Дмитрий Быков - Блуд труда (сборник)
Сакалаускас и в самом деле отнюдь не был качком, не блистал ловкостью и не занимался на гражданке боевыми искусствами. Но у него хватало прибалтийской внутренней стали не стирать чужое хэбе и не отжиматься произвольное количество раз перед отбоем. За это он получал. У него сформировался комплекс жертвы, столь привлекательный для любого садиста, и садисты почувствовали это: образовалась компания, с особенной изощренностью его доводившая. С этой шестеркой он и должен был ехать в свой последний караул, в Свердловск.

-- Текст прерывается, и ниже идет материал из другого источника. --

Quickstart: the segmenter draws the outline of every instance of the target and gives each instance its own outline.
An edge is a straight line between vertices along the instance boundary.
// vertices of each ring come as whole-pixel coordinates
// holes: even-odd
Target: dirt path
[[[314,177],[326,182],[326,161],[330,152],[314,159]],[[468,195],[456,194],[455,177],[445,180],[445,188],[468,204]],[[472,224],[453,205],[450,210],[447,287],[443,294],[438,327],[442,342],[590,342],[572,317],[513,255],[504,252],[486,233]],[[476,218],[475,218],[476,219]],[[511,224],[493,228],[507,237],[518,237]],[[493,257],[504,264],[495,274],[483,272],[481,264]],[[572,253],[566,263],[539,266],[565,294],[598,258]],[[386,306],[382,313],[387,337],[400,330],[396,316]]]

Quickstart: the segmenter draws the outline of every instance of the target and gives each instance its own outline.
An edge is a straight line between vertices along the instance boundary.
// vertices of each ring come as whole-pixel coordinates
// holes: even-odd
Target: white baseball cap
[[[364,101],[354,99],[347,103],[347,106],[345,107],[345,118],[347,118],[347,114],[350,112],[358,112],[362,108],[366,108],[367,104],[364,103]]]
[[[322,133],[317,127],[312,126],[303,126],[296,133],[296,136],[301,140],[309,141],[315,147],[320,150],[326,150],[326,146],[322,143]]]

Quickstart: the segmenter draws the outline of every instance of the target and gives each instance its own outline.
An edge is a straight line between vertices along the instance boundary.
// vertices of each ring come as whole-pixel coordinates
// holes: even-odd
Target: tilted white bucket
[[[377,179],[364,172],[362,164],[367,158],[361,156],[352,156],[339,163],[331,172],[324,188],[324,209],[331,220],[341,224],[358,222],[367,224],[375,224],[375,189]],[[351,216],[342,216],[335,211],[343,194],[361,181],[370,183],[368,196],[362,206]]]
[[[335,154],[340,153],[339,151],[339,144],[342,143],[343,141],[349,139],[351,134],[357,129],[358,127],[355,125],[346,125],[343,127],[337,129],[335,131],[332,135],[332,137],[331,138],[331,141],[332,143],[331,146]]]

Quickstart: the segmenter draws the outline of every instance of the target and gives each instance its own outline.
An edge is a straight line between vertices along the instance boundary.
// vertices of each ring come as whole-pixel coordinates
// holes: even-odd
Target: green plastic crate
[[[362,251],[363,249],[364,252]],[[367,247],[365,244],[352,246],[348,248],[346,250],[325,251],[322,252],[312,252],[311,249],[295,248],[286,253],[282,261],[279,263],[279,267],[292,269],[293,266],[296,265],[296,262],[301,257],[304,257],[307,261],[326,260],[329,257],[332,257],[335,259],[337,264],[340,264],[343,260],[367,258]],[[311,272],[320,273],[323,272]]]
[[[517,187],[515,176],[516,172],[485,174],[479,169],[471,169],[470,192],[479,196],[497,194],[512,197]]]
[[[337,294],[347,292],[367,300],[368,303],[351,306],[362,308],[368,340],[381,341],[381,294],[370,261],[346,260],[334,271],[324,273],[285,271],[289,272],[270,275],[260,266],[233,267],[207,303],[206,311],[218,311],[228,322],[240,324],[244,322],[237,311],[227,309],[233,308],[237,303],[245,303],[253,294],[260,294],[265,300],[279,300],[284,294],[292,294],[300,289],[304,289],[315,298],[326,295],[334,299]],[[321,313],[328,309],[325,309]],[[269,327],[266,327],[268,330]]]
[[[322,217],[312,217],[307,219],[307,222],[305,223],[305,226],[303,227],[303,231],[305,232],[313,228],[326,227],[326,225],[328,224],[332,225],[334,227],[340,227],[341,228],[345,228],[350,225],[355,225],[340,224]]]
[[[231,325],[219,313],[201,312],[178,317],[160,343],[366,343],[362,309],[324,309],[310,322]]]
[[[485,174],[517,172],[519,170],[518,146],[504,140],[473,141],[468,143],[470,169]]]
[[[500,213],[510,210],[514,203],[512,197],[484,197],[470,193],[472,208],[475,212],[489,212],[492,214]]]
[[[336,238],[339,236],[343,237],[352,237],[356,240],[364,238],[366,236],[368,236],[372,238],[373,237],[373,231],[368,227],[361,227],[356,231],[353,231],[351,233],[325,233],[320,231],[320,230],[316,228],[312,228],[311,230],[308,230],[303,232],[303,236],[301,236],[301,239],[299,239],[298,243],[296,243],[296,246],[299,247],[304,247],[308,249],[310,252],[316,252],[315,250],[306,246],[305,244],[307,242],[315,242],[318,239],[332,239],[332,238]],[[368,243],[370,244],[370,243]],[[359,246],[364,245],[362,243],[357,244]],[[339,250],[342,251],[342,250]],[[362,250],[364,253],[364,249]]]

Я не буду здесь рассказывать, что с ним делали до того: кто служил, тот знает. Я только хочу напомнить старую, горбатую отмазку всех садистов, встречавшихся мне в армии и вне ея: с каждым делают только то, что он позволяет с собой делать. Это очень удобная формула. Поэтому почти никто из тех, кого действительно мучили, об этом сегодня не рассказывает. Мучили – значит позволял. Сам дерьмо.
И когда четверо тебя держат, а пятый голым задом садится тебе на лицо; и когда пятеро играют с тобой в Чапаева, то есть окунают головой в воду, пока не перестанешь дергаться; и когда десятеро посылают твоих братьев и детей убивать и умирать неизвестно за что на Кавказе; и когда двести пятьдесят миллионов не желают тебя слушать и внушают тебе, что ты вечно перед ними виноват и место твое у параши, – ТЫ ПОЗВОЛЯЕШЬ ЭТО С СОБОЙ ДЕЛАТЬ.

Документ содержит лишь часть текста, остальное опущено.